Jak donosi dziś AS, Atletico Madryt stara się pozyskać Roberto Jimeneza. Po spadku do Segunda Division bramkarz Realu Saragossa nie zostanie w tym zespole na kolejny sezon, więc jego najbliższe otoczenie szuka dla niego jak najodpowiedniejszego klubu. Choć 27-latek przebywa obecnie na wakacjach, to według hiszpańskiej prasy ma na stole kilka konkretnych ofert, a najbardziej zainteresowani są m.in. Fiorentina i Rojiblancos.
Nie wiadomo, jaką decyzję podejmie sam piłkarz, ale z pewnością wie, że na Vicente Calderon przyszłoby mu rywalizować z Thibautem Courtoisem.
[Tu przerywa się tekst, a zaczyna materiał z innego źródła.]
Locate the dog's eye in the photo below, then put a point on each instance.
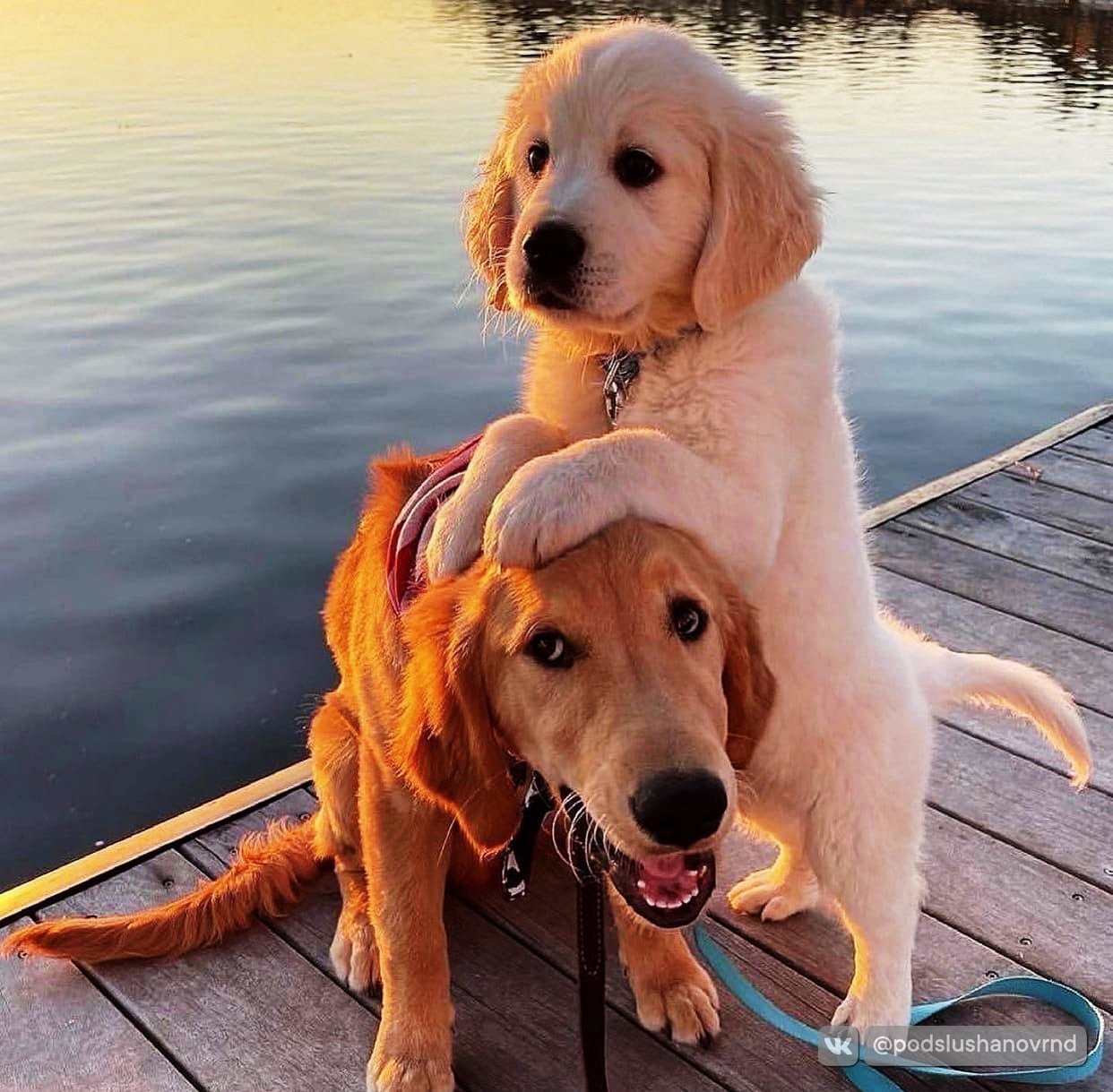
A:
(537, 157)
(689, 619)
(550, 649)
(635, 168)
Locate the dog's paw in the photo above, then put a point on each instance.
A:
(872, 1012)
(686, 1008)
(775, 894)
(544, 510)
(410, 1074)
(355, 954)
(455, 540)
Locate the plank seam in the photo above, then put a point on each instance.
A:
(1001, 610)
(998, 507)
(1070, 489)
(951, 537)
(987, 943)
(506, 930)
(1105, 463)
(965, 476)
(1043, 764)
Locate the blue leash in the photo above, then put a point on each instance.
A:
(870, 1079)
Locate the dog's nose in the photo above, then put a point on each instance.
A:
(679, 807)
(553, 248)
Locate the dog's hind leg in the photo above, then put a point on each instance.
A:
(867, 859)
(406, 845)
(334, 744)
(671, 990)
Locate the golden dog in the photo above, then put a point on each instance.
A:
(626, 670)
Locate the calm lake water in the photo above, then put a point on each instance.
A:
(230, 271)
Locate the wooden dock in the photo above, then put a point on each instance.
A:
(1013, 555)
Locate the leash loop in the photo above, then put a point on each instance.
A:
(868, 1079)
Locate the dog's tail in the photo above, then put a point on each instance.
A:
(268, 876)
(950, 678)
Podopieczni Diego Simeone będą jednak grali na trzech frontach, więc rotacje w bramce na pewno będą miały miejsce, a i sam Belg po sezonie wróci do Chelsea. Być może wtedy to właśnie Roberto byłby pierwszym bramkarze Rojiblancos, skoro sztab szkoleniowy nie wiąże przyszłości ani z Sergio Asenjo, ani z Joelem Roblesem.
Jeśli golkiper Realu Saragossa zdecydowałby się na przeprowadzkę do stolicy Hiszpanii, to byłaby to dla niego już trzecia przygoda z Los Colchoneros. 27-latek jest w końcu wychowankiem Atletico Madryt. W pierwszych latach swojej przygody z Vicente Calderon rozegrał jednak tylko 1 mecz ligowy. Następnie zaliczył po jednym sezonie w Gimnastic i w Reacreativo Huelva. W lecie 2009 roku wrócił do Rojiblancos, ale po pół roku został oddany do Realu Saragossa, a następnie za ponad 8.000.000 € kupiła go Benfica. W Lizbonie Roberto zagrał jednak tylko rok, bowiem przed sezonem 2011/2012 za podobną kwotę wykupili go stamtąd Los Blanquillos, dla których występował aż do dziś.